Hadoop File System (HDFS)
- NameNode
- SecondaryNameNode
- DataNode
YARN resource manager
- ResourceManager
- NodeManager
- WebAppProxy
Map-Reduce
- Job History Server

For large installations, these daemon programs are generally arranged to run on separate hosts.

Setting Up Hadoop

We set up a cluster of virtual machines and install and configure Hadoop on the cluster. In this tutorial, we use Oracle VirtualBox and Debian Linux systems.

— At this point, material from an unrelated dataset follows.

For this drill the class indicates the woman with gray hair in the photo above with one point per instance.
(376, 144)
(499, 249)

Since we are using virtual machines, to save disk space and effort, let’s create a Linux system on the virtual machine from which we can make clones.
1. Create a virtual machine. Although we use virtual machines, the steps below are also applicable to physical machines.
2. Set up Linux systems on the machine.
  - When setting up Linux systems, elect minimal installation without GUI. In this way, we can configure machines with small footprint (small RAM and disk).
  - The author uses the Debian Linux distribution and test the rest only on Debian Linux systems.
  - The author also installed the sudo package, and add the user to the sudo group. For instance, to achieve these, open a terminal, and run
    su -c "apt install sudo" su -c "/sbin/usermod -aG sudo $(whoami)"
    After that, exit the terminal.
3. To make security assurance easier, we run Hadoop under a dedicated user. In this guide, we run Hadoop under user hadoop.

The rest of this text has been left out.